Section 70: Obligation of a person enjoying the benefit of a non-gratuitous act.
Section 71: Responsibility of a finder of goods.
Section 72: Liability of person to whom money is paid or thing delivered by mistake or under coercion.
Essentials of a Quasi-Contract
No actual contract – No formal agreement between parties.
Obligation imposed by law – Law creates the duty.
Prevents unjust enrichment – One party should not unfairly benefit at another’s expense.
Equitable remedy – Based on fairness, not strict contract law principles.

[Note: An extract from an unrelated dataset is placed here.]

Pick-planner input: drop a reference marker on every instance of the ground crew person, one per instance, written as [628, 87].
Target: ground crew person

Types of Quasi-Contracts under the Indian Contract Act
1. Supply of Necessaries (Section 68)
If a person incapable of contracting (e.g., a minor or mentally unsound person) is provided with necessaries, the supplier is entitled to reimbursement from the property of such person.

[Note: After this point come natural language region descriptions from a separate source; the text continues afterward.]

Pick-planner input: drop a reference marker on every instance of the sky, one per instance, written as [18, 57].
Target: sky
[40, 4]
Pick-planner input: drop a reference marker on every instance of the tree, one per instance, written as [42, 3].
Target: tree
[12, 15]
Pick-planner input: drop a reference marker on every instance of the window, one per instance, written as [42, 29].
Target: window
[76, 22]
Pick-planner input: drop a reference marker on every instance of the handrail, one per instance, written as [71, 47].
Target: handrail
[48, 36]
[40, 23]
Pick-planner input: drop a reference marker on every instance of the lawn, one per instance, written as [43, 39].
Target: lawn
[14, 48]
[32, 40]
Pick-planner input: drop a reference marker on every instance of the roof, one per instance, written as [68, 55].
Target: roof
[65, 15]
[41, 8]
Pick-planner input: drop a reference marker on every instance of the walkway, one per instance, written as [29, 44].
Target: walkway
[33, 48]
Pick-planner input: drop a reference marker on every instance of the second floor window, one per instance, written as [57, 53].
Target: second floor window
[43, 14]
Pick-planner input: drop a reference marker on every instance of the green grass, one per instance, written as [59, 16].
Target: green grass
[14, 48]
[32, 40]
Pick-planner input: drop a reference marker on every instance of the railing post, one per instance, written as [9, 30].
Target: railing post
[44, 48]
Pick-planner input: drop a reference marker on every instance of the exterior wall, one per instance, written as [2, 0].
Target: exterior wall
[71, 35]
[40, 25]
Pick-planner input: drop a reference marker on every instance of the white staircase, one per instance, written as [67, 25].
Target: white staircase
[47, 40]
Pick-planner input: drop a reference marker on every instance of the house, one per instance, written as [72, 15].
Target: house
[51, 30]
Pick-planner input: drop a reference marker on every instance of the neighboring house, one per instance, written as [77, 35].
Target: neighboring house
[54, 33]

Example: Supplying food and clothes to a minor.
2. Reimbursement of Person Paying Money Due by Another (Section 69)
If A pays money on behalf of B, which B is legally bound to pay, then A is entitled to be reimbursed by B.
Example: A tenant pays property tax on behalf of the landlord to avoid seizure of the property → landlord must reimburse.

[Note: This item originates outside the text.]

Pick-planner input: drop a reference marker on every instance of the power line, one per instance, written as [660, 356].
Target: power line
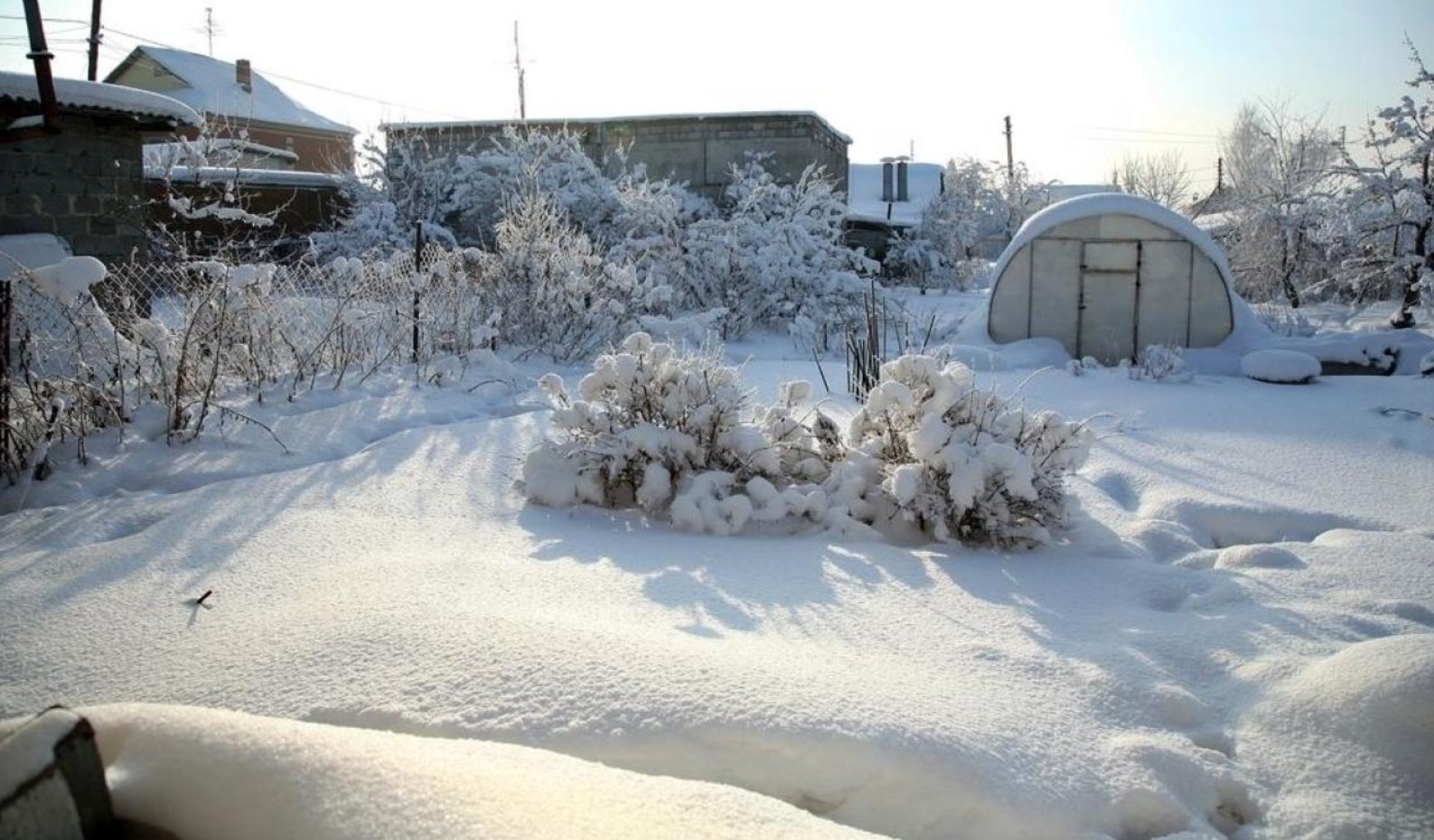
[1099, 128]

3. Obligation of Person Enjoying Benefit of Non-Gratuitous Act (Section 70)
If A does something for B without intending it to be free, and B enjoys the benefit, B must compensate A.
Example: A leaves goods at B’s house by mistake. B uses them → B must pay A.
4. Responsibility of Finder of Goods (Section 71)
A person who finds lost goods is considered a bailee and must take reasonable care of the goods, return them, and cannot appropriate them.
Example: If you find someone’s wallet, you must try to return it instead of keeping it.
5. Liability of Person to Whom Money is Paid by Mistake or Under Coercion (Section 72)
A person to whom money is paid or goods are delivered by mistake or coercion must return them.
Example: Bank mistakenly credits ₹10,000 to your account. You must return it.
Case Laws on Quasi-Contracts
Moses v. Macferlan (1760) established the principle that no one should be unjustly enriched at the expense of another.
State of West Bengal v. BK Mondal & Sons (1962). The government constructed a structure on the defendant’s land without a contract. Defendant enjoyed benefits → liable to pay compensation.
Sita Ram v. Radha Bai (1968)Court clarified that quasi-contracts are not actual contracts but obligations imposed by law.
Importance of Quasi-Contracts
Ensures fairness: Prevents unjust enrichment.
Protects vulnerable parties: E.g., minors, persons of unsound mind.
Balances equity with law: Applies principles of justice where no contract exists.
Relevant in business: Mistaken payments, goods supplied, and benefits enjoyed are common commercial issues.
Quasi-Contracts vs. Regular Contracts
Aspect | Contract | Quasi-Contract |
Formation | By offer and acceptance | By law, no agreement |
Consent | Essential | Not required |
Intention | Parties intend legal obligations | The law imposes an obligation |
Basis | Agreement | Prevention of unjust enrichment |
Practical Relevance in Modern Times
Banking Sector: Recovery of mistaken online transfers.
Corporate Law: Vendor payments made in error must be returned.
Consumer Protection: Ensures fairness where no contract exists.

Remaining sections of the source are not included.